The Journal report said authorities will lift the ban on Didi adding new users next week and reinstate the company’s app in national app stores, citing people familiar with the matter.
Didi’s shares rose more than 50% in pre-market trading.
Since the end of 2020, China has tightened regulation of its national technology sector in areas from antitrust to data protection. But there have been signs of regulatory easing from Beijing as China faces the economic consequences of the weeks of blockade in Shanghai.
Didi has been one of the companies hardest hit by the crackdown on Beijing. Last year, the public transportation company went public in the U.S., but just days after the initial public offering, Chinese regulators opened a cybersecurity investigation into the company.
In July, the China Cyberspace Administration (CAC) accused Didi of illegally collecting user data and ordered that its application be removed from local app stores.
The Journal reported that Chinese authorities will also end investigations into two U.S. technology companies listed in the United States, the Full Truck Alliance and Kanzhun, which were also under investigation.
CNBC contacted Didi, Full Truck Alliance and Kanzhun outside of office hours and has not yet received a response.
Chinese authorities along with the CAC told Didi and the other two companies about plans to end the probes at a meeting last week, the WSJ reported.
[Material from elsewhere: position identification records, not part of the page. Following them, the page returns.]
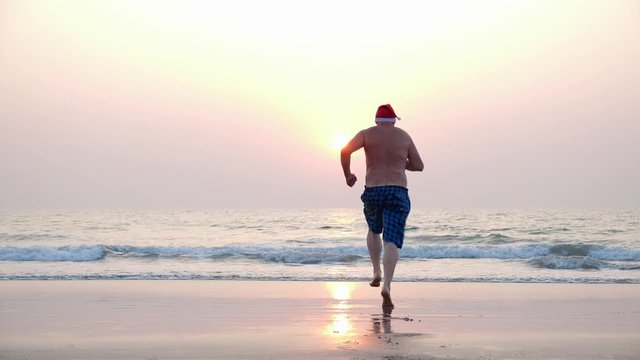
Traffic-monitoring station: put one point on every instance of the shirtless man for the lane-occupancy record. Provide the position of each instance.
(389, 152)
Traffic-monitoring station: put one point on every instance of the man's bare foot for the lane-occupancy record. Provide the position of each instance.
(386, 299)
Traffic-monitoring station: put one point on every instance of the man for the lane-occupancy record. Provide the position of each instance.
(389, 152)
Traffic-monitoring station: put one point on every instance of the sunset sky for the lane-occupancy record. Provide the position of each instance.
(242, 104)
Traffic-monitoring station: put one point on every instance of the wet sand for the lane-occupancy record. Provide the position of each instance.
(316, 320)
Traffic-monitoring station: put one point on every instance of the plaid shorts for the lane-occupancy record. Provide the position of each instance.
(386, 209)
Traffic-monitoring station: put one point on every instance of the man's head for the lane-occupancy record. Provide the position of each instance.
(385, 114)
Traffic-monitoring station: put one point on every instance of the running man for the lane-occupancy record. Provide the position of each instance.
(389, 152)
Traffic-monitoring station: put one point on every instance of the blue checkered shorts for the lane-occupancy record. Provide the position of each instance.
(386, 209)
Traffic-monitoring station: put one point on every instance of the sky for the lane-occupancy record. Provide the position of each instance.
(245, 104)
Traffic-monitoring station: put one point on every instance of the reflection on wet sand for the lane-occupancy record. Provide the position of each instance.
(341, 324)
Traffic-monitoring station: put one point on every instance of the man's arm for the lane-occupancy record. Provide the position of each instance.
(345, 157)
(414, 162)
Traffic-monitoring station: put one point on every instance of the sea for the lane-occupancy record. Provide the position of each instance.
(503, 246)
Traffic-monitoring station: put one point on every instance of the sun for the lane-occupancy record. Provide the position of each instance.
(338, 142)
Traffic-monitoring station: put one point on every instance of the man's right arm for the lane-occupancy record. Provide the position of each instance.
(414, 162)
(345, 157)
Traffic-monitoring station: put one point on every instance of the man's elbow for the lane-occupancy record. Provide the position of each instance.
(345, 152)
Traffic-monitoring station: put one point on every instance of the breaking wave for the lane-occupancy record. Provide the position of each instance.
(566, 256)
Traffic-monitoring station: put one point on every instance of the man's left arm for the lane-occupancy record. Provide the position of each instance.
(345, 157)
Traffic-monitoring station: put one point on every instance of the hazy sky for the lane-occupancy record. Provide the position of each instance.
(181, 104)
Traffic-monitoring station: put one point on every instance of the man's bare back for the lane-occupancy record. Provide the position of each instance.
(389, 152)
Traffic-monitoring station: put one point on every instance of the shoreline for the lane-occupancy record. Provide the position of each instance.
(132, 319)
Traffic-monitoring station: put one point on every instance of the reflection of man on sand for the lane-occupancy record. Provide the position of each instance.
(389, 152)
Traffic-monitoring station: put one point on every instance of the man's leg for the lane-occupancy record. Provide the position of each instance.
(390, 260)
(374, 244)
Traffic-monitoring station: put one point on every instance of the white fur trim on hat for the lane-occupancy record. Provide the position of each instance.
(385, 119)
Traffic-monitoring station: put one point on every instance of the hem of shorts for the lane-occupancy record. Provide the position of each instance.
(398, 186)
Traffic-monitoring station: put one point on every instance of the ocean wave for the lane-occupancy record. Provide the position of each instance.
(567, 262)
(309, 277)
(297, 254)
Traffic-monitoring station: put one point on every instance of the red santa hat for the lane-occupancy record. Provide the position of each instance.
(385, 113)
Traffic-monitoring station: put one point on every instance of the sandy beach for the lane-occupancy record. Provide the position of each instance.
(294, 320)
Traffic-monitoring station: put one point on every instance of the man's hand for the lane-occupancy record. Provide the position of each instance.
(351, 179)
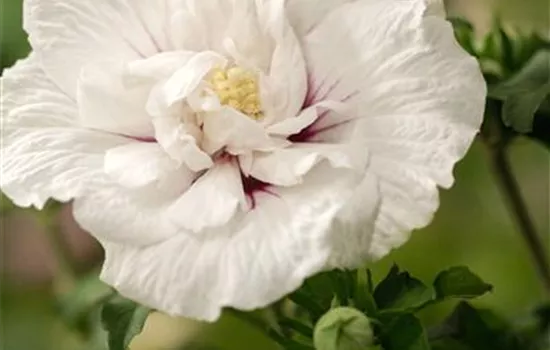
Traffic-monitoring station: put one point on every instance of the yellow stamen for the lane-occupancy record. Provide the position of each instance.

Didi is expected to face a large fine, while Full Truck Alliance and Kanzhun will face smaller ones, the WSJ reported.
In May, Didi revealed that it was being investigated by the U.S. Securities and Exchange Commission regarding its IPO last year.
Didi’s shares have fallen about 85% since its $ 14 IPO. Didi said in December that he would withdraw from the New York Stock Exchange and seek listing in Hong Kong.